Parallelism on lightning is obtained by using MPI. All accounts are set up so that MPI uses the very high performance InfiniPath HTX communication network. To use MPI :
* To compile Fortran 77, Fortran 90, and Fortran 95 MPI programs use either
mpif77, mpif90 or mpif95. To compile C and C++ MPI programs use either
mpicc or mpiCC. Note that Pathscale combines their C and C++ compilers
into one compiler. Pathscale also combines Fortran 77, 90, and 95 compilers
into one compiler.
* use http://andrew.ait.iastate.edu/HPC/lightning/lightning_script_writer.html to write
a script to submit to the batch scheduler. Remember that there
are 4 processors per node, so for a 12 processor job, you only
need 3 nodes.
* In the script use mpirun -np 12 ./a.out
mpirun has been modified to use only the nodes that PBS assigns to it,
so no one else will use the nodes on which your MPI job is running.
Only one mpirun may appear, as PBS will not allow a second mpirun to start.
* Make sure that the executable (a.out in the example above) resides in one of
the following locations:
/home/user (where 'user' is your user name)
/work/group (where 'group' is your group name, issue 'groups' to find it out)
/ptmp
All these locations are mounted on each of the compute nodes.
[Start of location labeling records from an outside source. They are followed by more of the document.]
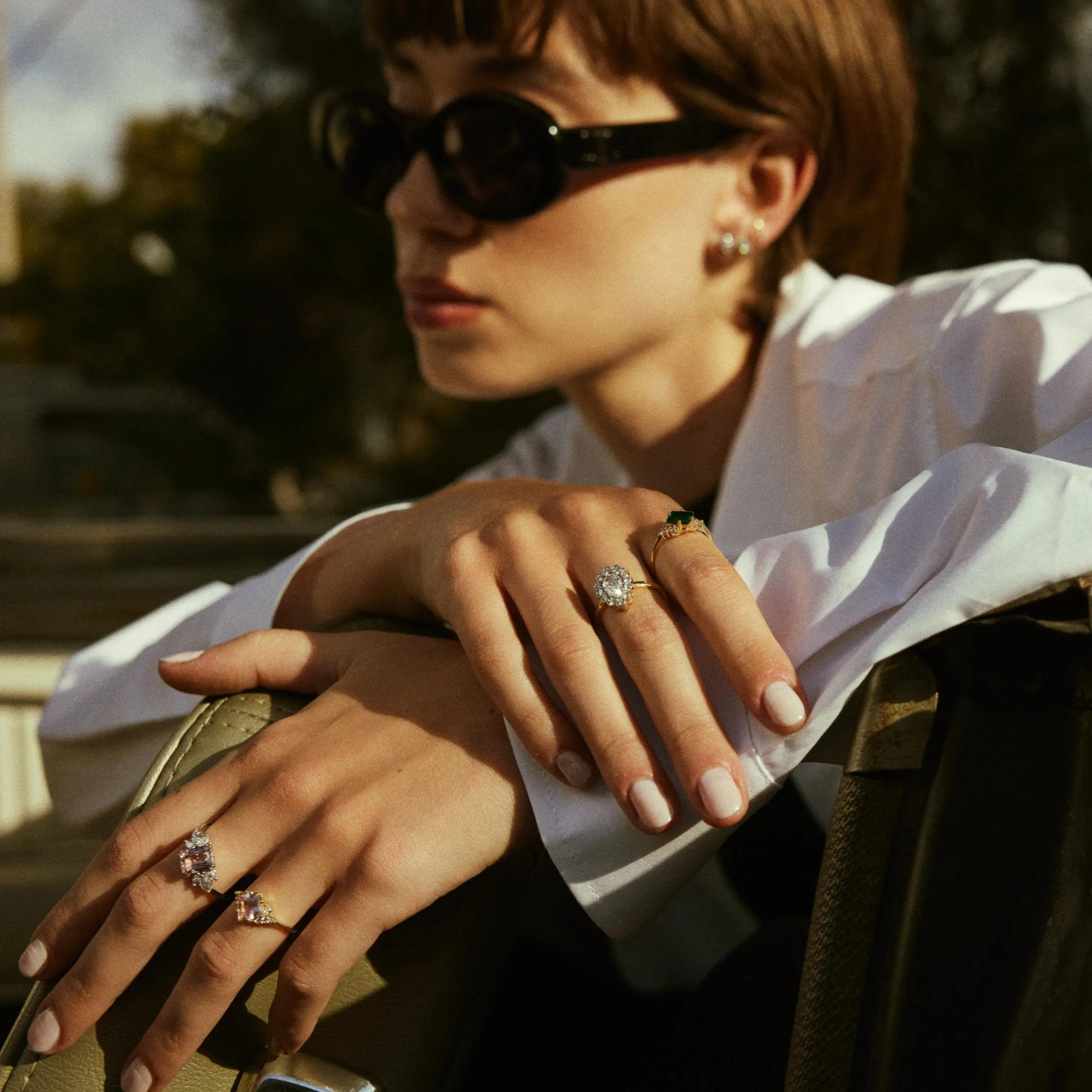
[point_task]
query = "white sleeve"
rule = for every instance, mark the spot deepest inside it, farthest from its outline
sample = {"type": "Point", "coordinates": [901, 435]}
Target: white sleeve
{"type": "Point", "coordinates": [979, 529]}
{"type": "Point", "coordinates": [112, 694]}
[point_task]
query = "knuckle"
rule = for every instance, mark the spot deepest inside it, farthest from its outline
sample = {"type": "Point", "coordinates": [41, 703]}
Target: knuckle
{"type": "Point", "coordinates": [621, 754]}
{"type": "Point", "coordinates": [698, 573]}
{"type": "Point", "coordinates": [293, 789]}
{"type": "Point", "coordinates": [140, 905]}
{"type": "Point", "coordinates": [75, 992]}
{"type": "Point", "coordinates": [647, 631]}
{"type": "Point", "coordinates": [573, 508]}
{"type": "Point", "coordinates": [125, 852]}
{"type": "Point", "coordinates": [650, 501]}
{"type": "Point", "coordinates": [492, 659]}
{"type": "Point", "coordinates": [216, 961]}
{"type": "Point", "coordinates": [330, 828]}
{"type": "Point", "coordinates": [511, 532]}
{"type": "Point", "coordinates": [461, 556]}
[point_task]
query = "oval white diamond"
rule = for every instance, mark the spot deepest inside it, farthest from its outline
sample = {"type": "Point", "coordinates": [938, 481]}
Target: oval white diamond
{"type": "Point", "coordinates": [614, 587]}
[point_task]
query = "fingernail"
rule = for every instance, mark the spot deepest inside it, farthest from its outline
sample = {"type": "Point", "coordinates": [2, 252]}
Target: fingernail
{"type": "Point", "coordinates": [649, 804]}
{"type": "Point", "coordinates": [43, 1035]}
{"type": "Point", "coordinates": [720, 793]}
{"type": "Point", "coordinates": [33, 960]}
{"type": "Point", "coordinates": [137, 1077]}
{"type": "Point", "coordinates": [574, 769]}
{"type": "Point", "coordinates": [181, 658]}
{"type": "Point", "coordinates": [783, 705]}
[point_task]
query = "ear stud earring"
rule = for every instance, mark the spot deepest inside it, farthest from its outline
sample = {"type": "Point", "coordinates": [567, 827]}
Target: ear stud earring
{"type": "Point", "coordinates": [741, 244]}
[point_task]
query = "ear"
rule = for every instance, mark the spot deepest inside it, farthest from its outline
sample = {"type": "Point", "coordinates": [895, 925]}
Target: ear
{"type": "Point", "coordinates": [774, 175]}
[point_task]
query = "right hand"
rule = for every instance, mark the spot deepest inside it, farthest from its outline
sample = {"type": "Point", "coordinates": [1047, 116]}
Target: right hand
{"type": "Point", "coordinates": [494, 558]}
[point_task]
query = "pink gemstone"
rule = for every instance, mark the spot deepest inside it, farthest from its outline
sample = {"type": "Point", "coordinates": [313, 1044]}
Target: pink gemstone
{"type": "Point", "coordinates": [249, 907]}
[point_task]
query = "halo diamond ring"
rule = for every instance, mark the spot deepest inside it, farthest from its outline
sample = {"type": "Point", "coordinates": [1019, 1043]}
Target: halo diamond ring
{"type": "Point", "coordinates": [252, 909]}
{"type": "Point", "coordinates": [678, 523]}
{"type": "Point", "coordinates": [615, 587]}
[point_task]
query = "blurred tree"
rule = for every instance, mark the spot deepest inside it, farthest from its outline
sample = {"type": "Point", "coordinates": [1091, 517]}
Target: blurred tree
{"type": "Point", "coordinates": [226, 263]}
{"type": "Point", "coordinates": [1004, 165]}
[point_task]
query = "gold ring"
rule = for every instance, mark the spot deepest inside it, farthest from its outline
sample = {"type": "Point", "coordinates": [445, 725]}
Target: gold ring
{"type": "Point", "coordinates": [678, 523]}
{"type": "Point", "coordinates": [615, 587]}
{"type": "Point", "coordinates": [252, 909]}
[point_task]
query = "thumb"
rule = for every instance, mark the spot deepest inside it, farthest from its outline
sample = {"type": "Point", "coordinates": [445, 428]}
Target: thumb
{"type": "Point", "coordinates": [268, 659]}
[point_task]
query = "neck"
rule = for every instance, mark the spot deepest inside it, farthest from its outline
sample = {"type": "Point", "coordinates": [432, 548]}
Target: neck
{"type": "Point", "coordinates": [670, 415]}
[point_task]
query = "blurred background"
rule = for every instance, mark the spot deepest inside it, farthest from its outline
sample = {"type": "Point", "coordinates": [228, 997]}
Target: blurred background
{"type": "Point", "coordinates": [202, 358]}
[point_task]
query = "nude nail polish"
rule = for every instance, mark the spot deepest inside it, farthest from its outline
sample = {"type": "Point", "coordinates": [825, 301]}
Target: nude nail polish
{"type": "Point", "coordinates": [137, 1077]}
{"type": "Point", "coordinates": [720, 793]}
{"type": "Point", "coordinates": [649, 804]}
{"type": "Point", "coordinates": [181, 658]}
{"type": "Point", "coordinates": [44, 1033]}
{"type": "Point", "coordinates": [783, 705]}
{"type": "Point", "coordinates": [574, 769]}
{"type": "Point", "coordinates": [33, 960]}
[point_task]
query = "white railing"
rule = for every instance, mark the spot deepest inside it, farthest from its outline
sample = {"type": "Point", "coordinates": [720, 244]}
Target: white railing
{"type": "Point", "coordinates": [27, 681]}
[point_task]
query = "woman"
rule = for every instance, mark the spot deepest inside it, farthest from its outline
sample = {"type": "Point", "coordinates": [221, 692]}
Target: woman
{"type": "Point", "coordinates": [673, 299]}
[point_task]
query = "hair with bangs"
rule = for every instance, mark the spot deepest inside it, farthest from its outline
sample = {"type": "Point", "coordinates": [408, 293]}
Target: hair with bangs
{"type": "Point", "coordinates": [836, 70]}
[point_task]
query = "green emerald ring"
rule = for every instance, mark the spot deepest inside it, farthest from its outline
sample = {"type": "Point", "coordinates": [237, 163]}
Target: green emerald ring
{"type": "Point", "coordinates": [676, 526]}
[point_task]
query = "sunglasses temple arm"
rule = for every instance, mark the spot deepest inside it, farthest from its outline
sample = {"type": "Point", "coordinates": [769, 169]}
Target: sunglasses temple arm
{"type": "Point", "coordinates": [606, 146]}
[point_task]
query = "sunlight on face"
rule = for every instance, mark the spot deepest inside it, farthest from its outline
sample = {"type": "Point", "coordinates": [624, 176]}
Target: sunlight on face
{"type": "Point", "coordinates": [613, 270]}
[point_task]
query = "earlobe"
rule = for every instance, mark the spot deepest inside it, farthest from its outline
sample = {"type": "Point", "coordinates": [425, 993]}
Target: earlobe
{"type": "Point", "coordinates": [771, 186]}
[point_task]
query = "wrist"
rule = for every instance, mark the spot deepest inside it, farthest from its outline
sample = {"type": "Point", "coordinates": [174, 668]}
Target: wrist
{"type": "Point", "coordinates": [359, 570]}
Don't place the executable in the local filesystem (/tmp) as each node has its
own /tmp . Files placed into /tmp on the front end node won't be available on
the compute nodes, so mpirun won't be able to start processes on compute nodes.
* One can use the storage on the disk drive on each of the compute nodes by reading
and writing to $TMPDIR. This is temporary storage that can be used only during
the execution of your program. Only processors executing on a node have access
to this disk drive. Since 4 processors share this same storage, you must
include the rank of the executing MPI processes when reading and writing files
to $TMPDIR. The size of $TMPDIR is about 130 GB.
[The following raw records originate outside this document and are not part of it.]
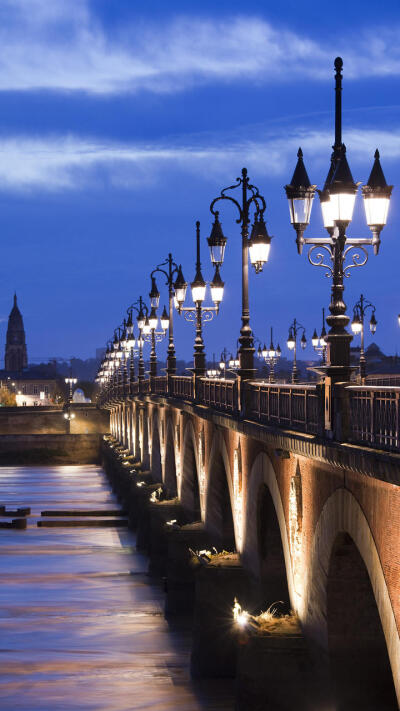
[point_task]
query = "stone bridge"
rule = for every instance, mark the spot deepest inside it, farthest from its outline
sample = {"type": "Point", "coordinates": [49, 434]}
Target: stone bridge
{"type": "Point", "coordinates": [313, 516]}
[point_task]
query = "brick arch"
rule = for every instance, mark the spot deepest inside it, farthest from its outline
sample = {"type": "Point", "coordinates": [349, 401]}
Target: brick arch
{"type": "Point", "coordinates": [155, 462]}
{"type": "Point", "coordinates": [219, 506]}
{"type": "Point", "coordinates": [263, 497]}
{"type": "Point", "coordinates": [340, 515]}
{"type": "Point", "coordinates": [169, 469]}
{"type": "Point", "coordinates": [190, 485]}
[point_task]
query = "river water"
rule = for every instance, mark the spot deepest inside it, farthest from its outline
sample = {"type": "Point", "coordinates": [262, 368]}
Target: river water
{"type": "Point", "coordinates": [81, 625]}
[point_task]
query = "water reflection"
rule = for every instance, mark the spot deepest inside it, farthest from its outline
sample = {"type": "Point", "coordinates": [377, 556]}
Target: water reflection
{"type": "Point", "coordinates": [80, 625]}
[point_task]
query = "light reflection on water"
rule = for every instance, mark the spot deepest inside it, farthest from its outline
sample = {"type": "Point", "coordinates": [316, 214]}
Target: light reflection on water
{"type": "Point", "coordinates": [80, 625]}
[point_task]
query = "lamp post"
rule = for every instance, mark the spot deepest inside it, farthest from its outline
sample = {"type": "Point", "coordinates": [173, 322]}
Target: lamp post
{"type": "Point", "coordinates": [71, 382]}
{"type": "Point", "coordinates": [155, 336]}
{"type": "Point", "coordinates": [319, 344]}
{"type": "Point", "coordinates": [144, 329]}
{"type": "Point", "coordinates": [258, 246]}
{"type": "Point", "coordinates": [357, 326]}
{"type": "Point", "coordinates": [337, 203]}
{"type": "Point", "coordinates": [170, 273]}
{"type": "Point", "coordinates": [270, 356]}
{"type": "Point", "coordinates": [294, 330]}
{"type": "Point", "coordinates": [199, 313]}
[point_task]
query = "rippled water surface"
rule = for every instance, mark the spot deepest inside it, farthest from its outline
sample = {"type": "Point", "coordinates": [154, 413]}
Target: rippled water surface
{"type": "Point", "coordinates": [81, 626]}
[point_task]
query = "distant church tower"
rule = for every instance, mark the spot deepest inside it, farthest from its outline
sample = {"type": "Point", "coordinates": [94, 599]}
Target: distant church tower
{"type": "Point", "coordinates": [16, 358]}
* By default the job will be terminated if no MPI communications have been
detected within 15 minutes. To turn off this feature use `-q 0' mpirun option:
mpirun -q 0 -np 2 ./a.out
For more information read man mpirun (search for -quiescence-timeout option)
* The -e and -o PBS files are not available until PBS jopb finishes, so you
may want to use 'mpirun -np 12 a.out >& output_file' . Then you can see
the output from lightning while the job is running. Alternatevily you can use
qpeek command:
qpeek job# shows STDOUT while job is running.
qpeek -e job# shows STDERR while job is running.
* For convenience an mpirun command can be submitted to the batch queues using
the command bmpirun rather than mpirun. E.g. bmpirun -np 8 ./a.out
Restrictions: no more than 16 processes
no more than 1 hour
output does not appear until after the command is complete.
The command runs immediately if enough nodes are free, otherwise, it waits
in the queue. If you use CNTL-C to exit the command, you also need to
qdel the associated job in the PBS queues.